There are a number of good sites on the web that explain what HRV is and how to use it for training.  If you are interested in the technical details, they are pretty easy to find.   Be careful though.  If you're a gearhead like me, you can fall in. Alan Couzens, James Heathers, and some other have some pretty good technical information out there but the websites for the apps will get you started.

The general idea behind the apps is that HRV (heart rate variability) can be used as an  indicator of how ready you are to train.  By measuring the distance between heartbeats (the variability), you can tell if your body is rested or not.  Be extension, you can determine whether or not you are ready for hard training or need a rest day.
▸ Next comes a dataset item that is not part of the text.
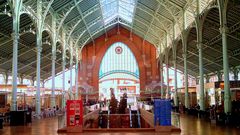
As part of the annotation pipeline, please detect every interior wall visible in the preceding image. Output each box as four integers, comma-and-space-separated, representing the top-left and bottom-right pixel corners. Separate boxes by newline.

This is the idea: https://www.alancouzens.com/blog/overtraining_HRV.html

Generally speaking higher HRVs over time are better indications of aerobic fitness than lower HRVs. But everyone has a range, which among other things, is also related to age.  As a user, once you establish a baseline, the score you get on a given day purports to tell you if your nervous system to absorb training.  For reference, my numbers on the Bioforce app normally ranges from 60-75. 

As a user for a couple years, however, I pay most attention to the low (and even lower) scores. By experience, I've found the low scores good indications of being trashed, even if I don't consciously feel it.  For me, the moderate and high scores in my range are more ephemeral and harder to use, especially if I'm not training consistently. Abnormally high numbers (outside my normal range) happen so rarely to me that I don't have to think about them much but they aren't necessarily indicators of being super ready.  It doesn't work like that at least for me. 

The moderate and high numbers in my range are, however, more useful when I am training consistently.